“We weren’t working toward a specific goal or deadline. We weren’t trying to make anyone happy. We weren’t trying to shoehorn a song or vibe into an album that asks for it. We made ships in bottles, one at a time, until that one was done. A few bottles broke. But when I took stock of these things, I realized we had a pile of them. And while we made them as worlds unto themselves, it became clear that they were of a piece, of a moment. I didn’t think we were making a record, but we did.”

That’s Christopher Porterfield talking about his latest Field Report album, Brake Light Red Tide.

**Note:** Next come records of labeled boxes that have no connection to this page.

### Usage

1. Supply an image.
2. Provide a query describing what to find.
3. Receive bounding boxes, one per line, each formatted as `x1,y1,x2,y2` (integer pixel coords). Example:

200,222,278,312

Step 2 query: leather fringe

There are an awful lot of “weren’t”s in his statement. But if Porterfield and company weren’t setting out to make a masterpiece, they failed. Brake Light Red Tide is a Field Report record like no other, an album that revels in the familiar yet embraces the unexpected, an album that pulls you in close only to set you adrift. It’s both an expansion and a contraction for Porterfield’s long-running project. Deliberate or not, it’s his best work yet.

“We’ve been falling behind every day for weeks.” So begins opening track “Peoria,” a song surely written before everyday life was put on hold, but which still nails the world’s current sense of unmoored helplessness. “It’s been getting darker and the clouds are forming,” Porterfield sings. Happily, there’s a light on the other side: the song’s jaw-dropping chorus, assisted by singer Caley Conway, zigs where it should zag, opening up and, indeed, parting like clouds after a storm. It’s a hell of an opener.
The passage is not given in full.